Retracer l’origine et le parcours de ce fer devrait permettre de mieux comprendre les flux commerciaux et industriels de l’Empire khmer et ainsi d’en apprendre plus sur le mode de vie des populations de l’époque.

Les multiples mystères du site

Mais ce n’est pas le seul mystère que recèle Preah Khan. D’où viennent les pierres des murs d’enceinte, longs de 800 mètre et hauts de 3,5mètres, s’interrogent ainsi les archéologues. Des blocs de grès énormes pesant chacun entre 5 et 10 tonnes. En tenant compte du poids et du nombre de pierres nécessaires à la construction du Preah Khan, Christian Fisher, géologue au Cotsen Institute of Archeology à l’université de Californie à Los Angeles, avance l’hypothèse de blocs de grès provenant du fond du réservoir long de 3 km, appelé baray, relié à l’enceinte, où les travailleurs retiraient les pierres en creusant. Mais comment le prouver?

Sans oublier un autre mystère : des traces de pigments colorés trouvés sur les pierres laissent à penser qu’autrefois les bâtiments étaient couverts de peintures, voire de feuilles de métal.

« Le site est d’une richesse inouïe. Quand vous déterminez une zone de fouille, que vous dégagez deux ou trois tranchées de quelques mètres carrés et creusez sur un mètre de profondeur, vous trouvez des pièces de monnaie chinoises ! C’est incroyable ! » s’exclame Christian Fischer.
Des pièces de monnaie chinoise des Xème et XIème siècles découvertes en janvier dernier attesteraient ainsi de la présence de commerçants ou de visiteurs sur le site il y a cinq ou six siècles.

Un nouveau danger

Aujourd’hui si la période de pillage des années 1980 semble bel et bien révolue – le site est protégé depuis 2000 -, et la contrebande d’œuvres d’art hier encore endémique a fait place à un nouveau fléau : l’abattage illégal des grands arbres qui ont poussé dans l’enceinte du temple, entrelaçant parfois leurs racines avec les pierres dans de magnifiques compositions. Un décor naturel somptueux dont a bien conscience le ministère cambodgien de la Culture qui supervise le site. Pas facile toutefois pour les 24 gardes aujourd’hui en poste de garder un œil jour et nuit sur l’ensemble du gigantesque complexe.

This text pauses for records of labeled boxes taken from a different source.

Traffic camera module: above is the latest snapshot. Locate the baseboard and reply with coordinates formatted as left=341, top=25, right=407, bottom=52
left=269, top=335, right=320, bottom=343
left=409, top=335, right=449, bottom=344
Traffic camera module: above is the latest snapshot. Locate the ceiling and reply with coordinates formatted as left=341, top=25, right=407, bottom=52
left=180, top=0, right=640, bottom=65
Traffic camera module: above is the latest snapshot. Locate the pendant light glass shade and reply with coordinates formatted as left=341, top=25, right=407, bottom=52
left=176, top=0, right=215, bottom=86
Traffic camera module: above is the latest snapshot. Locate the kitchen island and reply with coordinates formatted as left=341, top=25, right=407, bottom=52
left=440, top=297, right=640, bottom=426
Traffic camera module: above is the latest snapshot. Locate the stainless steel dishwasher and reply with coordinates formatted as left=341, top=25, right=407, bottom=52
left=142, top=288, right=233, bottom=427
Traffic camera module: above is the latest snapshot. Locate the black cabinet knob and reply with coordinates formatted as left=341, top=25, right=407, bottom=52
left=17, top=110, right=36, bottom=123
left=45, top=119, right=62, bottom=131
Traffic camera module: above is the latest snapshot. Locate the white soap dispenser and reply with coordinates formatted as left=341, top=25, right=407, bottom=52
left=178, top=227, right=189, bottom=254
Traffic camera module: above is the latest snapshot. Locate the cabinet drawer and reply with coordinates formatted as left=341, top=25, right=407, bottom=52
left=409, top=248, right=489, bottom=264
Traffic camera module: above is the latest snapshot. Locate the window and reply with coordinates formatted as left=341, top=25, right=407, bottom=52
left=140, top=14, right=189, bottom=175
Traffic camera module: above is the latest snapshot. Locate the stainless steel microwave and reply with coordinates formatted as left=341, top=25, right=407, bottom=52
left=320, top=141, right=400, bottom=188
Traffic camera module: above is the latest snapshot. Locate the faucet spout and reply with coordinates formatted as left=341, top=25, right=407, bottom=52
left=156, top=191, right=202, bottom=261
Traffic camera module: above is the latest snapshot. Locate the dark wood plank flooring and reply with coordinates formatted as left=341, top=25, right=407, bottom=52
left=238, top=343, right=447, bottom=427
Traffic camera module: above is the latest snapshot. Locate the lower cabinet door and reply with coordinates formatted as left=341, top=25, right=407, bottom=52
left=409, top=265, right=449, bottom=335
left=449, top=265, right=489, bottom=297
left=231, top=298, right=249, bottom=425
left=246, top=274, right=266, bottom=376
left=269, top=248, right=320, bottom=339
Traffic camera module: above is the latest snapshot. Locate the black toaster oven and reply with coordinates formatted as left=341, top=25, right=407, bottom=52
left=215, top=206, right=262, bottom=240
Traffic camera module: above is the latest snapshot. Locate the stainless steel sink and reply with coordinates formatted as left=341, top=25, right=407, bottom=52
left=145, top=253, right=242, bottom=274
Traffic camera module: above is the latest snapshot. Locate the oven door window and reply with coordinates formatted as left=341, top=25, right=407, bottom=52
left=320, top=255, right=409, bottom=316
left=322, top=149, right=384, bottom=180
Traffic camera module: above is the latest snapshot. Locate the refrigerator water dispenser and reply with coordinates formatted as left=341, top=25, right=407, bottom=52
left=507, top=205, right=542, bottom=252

Les perspectives d’avenir du temple demeurent toutefois prometteuses : en lice pour être classé au Patrimoine mondial par l’Unesco, le Preah Khan de Kompong Svay est aujourd’hui devenu une priorité pour le ministère cambodgien de la Culture et des Beaux-arts. Quant à Mitch Hendrikson, il espère que les étudiants en archéologie de l’université royale des Beaux-arts choisiront Preah Khan pour leur thèse et qu’ainsi il deviendra un terrain d’études pour les étudiants cambodgiens et étrangers. « Il y a encore tellement d’endroits à fouiller » s’exclame l’archéologue qui compte cette année faire appel à une technologie de télédétection par laser, le « Lidar » pour identifier les terrains qui n’ont jamais été pillés auparavant. Pour conclure avec enthousiasme : « L’étude de Preah Khan est une belle occasion de former la génération future. »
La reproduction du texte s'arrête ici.